Many of us have spent a better part of our lives with Battle.net somewhere in our periphery. I can still fondly recall playing a few matches of the original StarCraft with my brothers over the service in the late 1990s (this was pre-Brood War, even). But Blizzard has grown from those humble Diablo-and-WarCraft days, and Battle.net now more closely resembles a platform/portal akin to Valve’s Steam or Electronic Arts’ Origin — so it makes a good bit of sense that Blizzard has elected to “transition away” from the name, as the company announced it would today.
“When we created Battle.net, the idea of including a tailored online-gaming service together with your game was more of a novel concept, so we put a lot of focus on explaining what the service was and how it worked, including giving it a distinct name,” Blizzard explained in an official blog post. “Over time, though, we’ve seen that there’s been occasional confusion and inefficiencies related to having two separate identities under which everything falls — Blizzard and Battle.net. Given that built-in multiplayer support is a well-understood concept and more of a normal expectation these days, there isn’t as much of a need to maintain a separate identity for what is essentially our networking technology.”

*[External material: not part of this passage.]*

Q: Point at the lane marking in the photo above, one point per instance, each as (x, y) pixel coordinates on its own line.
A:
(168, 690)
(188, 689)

If anything, this change sounds pretty well overdue. While the update doesn’t offer a concrete timeline on when the Battle.net service is expected to officially rebrand, Blizzard indicated the transition will happen “over the next several months,” after which Battle.net will be referred to just like Blizzard’s other “Blizzard tech” services, like Blizzard Streaming and Blizzard Voice.
“Battle.net technology will continue to serve as the central nervous system for Blizzard games — nothing is changing in that regard,” the post stressed. “We’ll just be referring to our various products and services using the Blizzard name instead.”